BNP member Leighton Thugarotti, the Chief Chef at Smegmadale’s NHS Trust Hospital - where outbreaks of salmonella, E-coli and clostridium botulism recently decimated the in-patient ranks - is an ex-con himself – originally jailed for six months for mass murder while working in the kitchens of London’s Dorchester Hotel and dosed the soup tureen of a group of Arab diners with plutonium flakes – earning himself the title of the Raghead Poisoner.

Thugarotti told a reporter from Pox News that “When I woz workin’ in the prison kitchens we ‘ad our own veggie gardens an’ green’ouses and all that kind of good shit so we got fresh stuff.
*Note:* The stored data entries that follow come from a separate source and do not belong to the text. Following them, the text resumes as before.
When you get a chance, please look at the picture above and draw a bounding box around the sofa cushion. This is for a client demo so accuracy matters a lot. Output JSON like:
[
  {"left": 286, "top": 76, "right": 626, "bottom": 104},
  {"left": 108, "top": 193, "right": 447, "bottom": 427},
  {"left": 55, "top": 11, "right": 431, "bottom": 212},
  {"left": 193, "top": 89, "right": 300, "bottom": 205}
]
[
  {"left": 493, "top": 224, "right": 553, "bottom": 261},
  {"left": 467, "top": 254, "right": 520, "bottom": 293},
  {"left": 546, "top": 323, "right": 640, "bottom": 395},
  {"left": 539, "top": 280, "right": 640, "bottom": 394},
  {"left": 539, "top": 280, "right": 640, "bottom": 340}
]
But ‘ere at the ‘ospital all yer get is cheapo crap food comin’ in from the markets wot’s past its sell-by date.”

“So anyways yer do the best yer can wiv it like an’ try an’ ‘ide the taste by givin’ it plenty of spices.”
“A lot of the folks like me cookin’ but yer always get some whingein’ gits like that Paki twat Mr Irawaddy an’ ‘is effin’ mates wiv duodenal ulcers complaining cos the pork vindaloo curry burns the shit out of what bit’s left of ‘is stomach linin’ and ‘e want fruit salad and ice cream ter cool it off.”

“Bollocks I tells ‘em - we follers the Malthusian concept ‘ere that if yer don’t eat yer don’t shit – and if yer don’t shit then yer die!”

But research suggests further problems are caused because meals are likely to be at a set time, when patients may be having tests or treatment – such as a heart transplant - which proved to be the case with 95-year old Arthur Scrunt – a retired ferret stretcher.

“’ere I am tryin’ ter ‘ave a nibble at me rhubarb tart dessert with no effin’ dentures and this slapper of a Somalian nurse is tryin’ ter give me an enema wot’s meant fer the old slag in the next bed. Really, it put me right off me food – ‘avin’ that effin’ tube shoved up my arse while me gob was full of rhubarb an’ pastry.”